Избушка нервно постукивала когтями. Терпела. Любое касание к обожженным лапам причиняло боль. Но она стойкая. Со всем всегда справляется. Многие и не думали о том, что только благодаря избушке жили припеваюче. Принимали заботу как должное. Укрывает от дождя и недругов — правильно, иначе зачем ей башка, ой то есть крыша. Цепляется в землю при сильном ветре — могла бы и покрепче стоять, а то шатает. Присаживается на землю во время жары — нужно опахала вообще отрастить, чтобы домочадцев обмахивать.
Настеньку подобное наплевательское отношение жутко раздражало, потому что уж она хорошо знала, как ценно, когда дом — крепость. Ни при земной, ни при загробной жизни не было у Насти никакого защитника: ни родители, ни опекуны… хоть бродяга какой б палкой собаку от девчонки прогнал.
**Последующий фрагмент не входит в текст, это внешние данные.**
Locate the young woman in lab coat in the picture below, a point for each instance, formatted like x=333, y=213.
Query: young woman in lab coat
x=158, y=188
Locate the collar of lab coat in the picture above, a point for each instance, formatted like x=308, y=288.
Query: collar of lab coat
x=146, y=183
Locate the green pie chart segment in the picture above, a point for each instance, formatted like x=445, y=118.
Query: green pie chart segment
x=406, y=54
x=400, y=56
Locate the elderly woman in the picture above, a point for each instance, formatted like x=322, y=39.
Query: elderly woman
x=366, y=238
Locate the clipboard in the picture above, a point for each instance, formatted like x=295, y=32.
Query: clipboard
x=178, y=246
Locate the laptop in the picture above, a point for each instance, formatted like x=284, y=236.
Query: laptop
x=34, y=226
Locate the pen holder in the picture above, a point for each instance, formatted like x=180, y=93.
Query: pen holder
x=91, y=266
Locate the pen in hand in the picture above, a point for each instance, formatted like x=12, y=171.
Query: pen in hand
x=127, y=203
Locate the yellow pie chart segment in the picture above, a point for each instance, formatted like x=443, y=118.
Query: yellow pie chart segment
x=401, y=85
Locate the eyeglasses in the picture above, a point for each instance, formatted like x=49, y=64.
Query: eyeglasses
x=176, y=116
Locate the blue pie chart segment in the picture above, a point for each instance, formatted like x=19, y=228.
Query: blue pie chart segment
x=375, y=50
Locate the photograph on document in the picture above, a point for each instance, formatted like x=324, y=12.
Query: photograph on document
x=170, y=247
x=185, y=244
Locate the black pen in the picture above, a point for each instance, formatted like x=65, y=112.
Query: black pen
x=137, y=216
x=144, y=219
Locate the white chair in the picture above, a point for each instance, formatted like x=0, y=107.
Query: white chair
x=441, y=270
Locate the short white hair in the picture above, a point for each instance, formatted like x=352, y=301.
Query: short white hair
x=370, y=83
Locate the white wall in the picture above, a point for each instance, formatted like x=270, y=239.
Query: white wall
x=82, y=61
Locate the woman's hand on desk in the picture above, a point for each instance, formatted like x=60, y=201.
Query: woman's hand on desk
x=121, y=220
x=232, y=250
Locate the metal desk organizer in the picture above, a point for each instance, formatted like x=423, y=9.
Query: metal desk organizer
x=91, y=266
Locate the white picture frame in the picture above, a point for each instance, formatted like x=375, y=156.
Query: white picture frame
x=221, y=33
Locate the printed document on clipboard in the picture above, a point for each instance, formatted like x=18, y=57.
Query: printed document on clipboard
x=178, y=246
— Ур-р-р-р-кур-рур… — жалобно простонала избушка. Обиженная на всех дураков Настенька и не заметила, что надавила на ранку несчастной.
— Прости! Ой растяпа я! Извини меня. Эх ма! Не дотягиваюсь ужо.
— Ру-ру-ру… — примирительно промурчала изба, после чего присела на корточки и аккуратно, чтобы никого не задеть, плюхнулась назад и вытянула лапы. Так стало гораздо проще намазывать мед.
Дело пошло быстрее. Хотя… Если бы всякие тупорылые нечестивые не дергали ее со своими тупорылыми проблемами, Настенька скорее бы закончила со спасением избушки. У одного жопа болит — другой не разобрался в починке стола. Третий вообще… бадью с самогоном зарыл и теперь не может вспомнить, где она спрятана. Почему об том должна была помнить Настенька… Однако ж помнила. И се обстоятельство злило только сильнее!